DANS UNE cohorte de 823 personnes âgées suivies à raison d’une visite annuelle pendant quatre ans, les individus solitaires ont un risque plus que doublé de développer un syndrome « Alzheimer-like ». Une autopsie a été réalisée chez certains individus qui sont décédés pendant ce temps (n = 90). L’étude post mortem de leur cerveau montre, en revanche, qu’il n’y a pas d’association entre la solitude et des traits anatomiques de la maladie d’Alzheimer ou d’infarctus cérébraux. Autrement dit, la solitude n’est pas associée aux plaques bêta-amyloïdes, aux enchevêtrements neurofibrillaires, ni aux AVC.
La cohorte de personnes âgées de plus de 80 ans à l’inclusion a été étudiée à l’aide d’une échelle d’évaluation de la solitude, d’une part, et des outils diagnostiques des démences et des fonctions cognitives, d’autre part.
Les résultats – apparition d’une démence chez 76 sujets, déclin cognitif plus rapide chez les personnes isolées – «suggèrent que la solitude peut contribuer au risque de démence Alzheimer-like au cours de la vie tardive. Et que cela se fait par d’autres mécanismes que ceux en cause dans la maladie d’Alzheimer et dans les infarctus cérébraux».
L’environnement social.
Les études antérieures recherchant des relations entre la richesse de l’environnement social et les pertes cognitives ont fait souligner le rôle de l’isolement social, défini comme l’absence physique d’autres personnes.
Dans ces études, différents éléments, comme la richesse du réseau social, le fait d’être marié et d’être engagé dans des activités impliquant des interactions sociales, jouent en faveur de la conservation des aptitudes cognitives, étant associées à un risque réduit de développer des démences. On trouve que non seulement la quantité des interactions sociales, mais aussi la qualité de l’attachement social, ont des effets sur le risque de démence tardive.
A l’inverse, une étude antérieure, menée pendant dix ans chez plus de 200 personnes, montre que «la solitude est associée à une accélération du déclin cognitif dans de multiples domaines fonctionnels».

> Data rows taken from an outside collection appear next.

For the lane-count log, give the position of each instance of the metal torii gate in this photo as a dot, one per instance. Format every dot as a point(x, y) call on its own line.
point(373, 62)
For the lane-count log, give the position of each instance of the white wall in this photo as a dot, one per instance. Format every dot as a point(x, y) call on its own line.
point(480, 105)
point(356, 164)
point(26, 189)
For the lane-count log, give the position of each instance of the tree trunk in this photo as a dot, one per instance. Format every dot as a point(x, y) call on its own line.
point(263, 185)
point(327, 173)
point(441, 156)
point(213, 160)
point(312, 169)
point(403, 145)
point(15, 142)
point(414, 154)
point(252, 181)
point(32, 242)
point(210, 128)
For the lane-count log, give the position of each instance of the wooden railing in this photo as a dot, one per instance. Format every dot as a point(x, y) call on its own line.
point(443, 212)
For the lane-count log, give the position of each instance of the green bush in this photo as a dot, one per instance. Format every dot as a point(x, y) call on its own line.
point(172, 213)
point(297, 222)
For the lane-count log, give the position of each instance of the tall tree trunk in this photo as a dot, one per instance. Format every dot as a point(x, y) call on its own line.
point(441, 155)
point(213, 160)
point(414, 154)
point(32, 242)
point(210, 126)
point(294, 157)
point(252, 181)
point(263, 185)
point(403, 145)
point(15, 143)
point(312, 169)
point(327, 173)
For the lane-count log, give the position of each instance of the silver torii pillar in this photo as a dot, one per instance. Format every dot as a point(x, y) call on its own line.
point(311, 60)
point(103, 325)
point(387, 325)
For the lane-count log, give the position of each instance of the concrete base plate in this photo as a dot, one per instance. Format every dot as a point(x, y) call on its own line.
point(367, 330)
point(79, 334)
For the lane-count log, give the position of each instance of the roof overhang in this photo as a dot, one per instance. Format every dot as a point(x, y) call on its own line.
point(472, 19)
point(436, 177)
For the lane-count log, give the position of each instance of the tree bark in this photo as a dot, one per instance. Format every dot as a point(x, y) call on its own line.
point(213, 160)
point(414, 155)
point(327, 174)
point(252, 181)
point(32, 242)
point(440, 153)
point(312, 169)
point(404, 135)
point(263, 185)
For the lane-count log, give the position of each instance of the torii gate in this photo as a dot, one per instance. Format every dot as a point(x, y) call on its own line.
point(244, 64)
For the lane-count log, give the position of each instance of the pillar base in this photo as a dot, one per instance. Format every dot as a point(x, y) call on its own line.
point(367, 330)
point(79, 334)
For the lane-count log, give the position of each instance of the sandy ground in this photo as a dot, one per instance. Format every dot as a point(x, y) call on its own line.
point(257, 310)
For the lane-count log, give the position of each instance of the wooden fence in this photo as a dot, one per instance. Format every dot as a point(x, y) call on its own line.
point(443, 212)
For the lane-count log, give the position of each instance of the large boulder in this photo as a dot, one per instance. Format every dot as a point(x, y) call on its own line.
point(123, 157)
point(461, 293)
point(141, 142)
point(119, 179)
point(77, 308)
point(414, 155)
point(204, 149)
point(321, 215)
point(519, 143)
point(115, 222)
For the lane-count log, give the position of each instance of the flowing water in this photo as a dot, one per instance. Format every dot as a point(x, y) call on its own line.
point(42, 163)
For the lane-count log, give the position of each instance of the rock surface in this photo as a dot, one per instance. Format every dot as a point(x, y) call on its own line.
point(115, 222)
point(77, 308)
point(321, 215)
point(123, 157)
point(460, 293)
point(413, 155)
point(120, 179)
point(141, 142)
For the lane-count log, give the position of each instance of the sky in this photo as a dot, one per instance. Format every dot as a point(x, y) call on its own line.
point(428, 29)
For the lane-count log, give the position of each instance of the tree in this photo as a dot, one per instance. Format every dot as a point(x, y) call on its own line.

C’est la première fois qu’un résultat émerge d’observations sur une durée courte. Comment s’explique cette association ?
Pour une part, on peut estimer que la solitude est une conséquence de l’effet de la démence débutante qui, réduisant les capacités de communication et d’interaction, réduit les contacts avec les autres.
Mais cela n’est pas suffisant. Une autre explication est que la solitude pourrait dénaturer les systèmes neurologiques qui sous-tendent la cognition et la mémoire, par défaut de stimulation et de mise en oeuvre régulière de leur activité.
Les individus esseulés deviendraient de ce fait plus vulnérables aux neuropathologies liées à l’âge (« défaut de réserve neuronale »).
Réduction de l’arborescence dendritique.
Le fait est que les animaux mis en situation d’isolement social présentent une réduction de l’arborescence dendritique au niveau de l’hippocampe et du cortex préfrontal, ainsi qu’une régulation négative des facteurs neurotrophiques Bdnf (Brain Derived Neurotrophic Factor), responsables de la plasticité neuronale. Comme chez les humains, des travaux ont montré que la solitude favorise une altération des aptitudes sociales, «le système neuronal qui sous-tend les comportements sociaux pourrait être moins élaboré chez les personnes seules et, en conséquence, moins apte à compenser les pertes liées à l’âge touchant d’autres systèmes neuronaux.»
La dépression a-t-elle une influence sur le risque de démence ? Après cotation sur les échelles d’évaluation, on constate que l’isolement est plus fortement corrélé que la dépression et de manière indépendante.
Cela fait plutôt penser que «la dépression est une composante importante de l’association connue entre les symptômes dépressifs et la maladie d’Alzheimer.»
« Arch Gen Psychiatry », 2007 ; 64 : 234-240.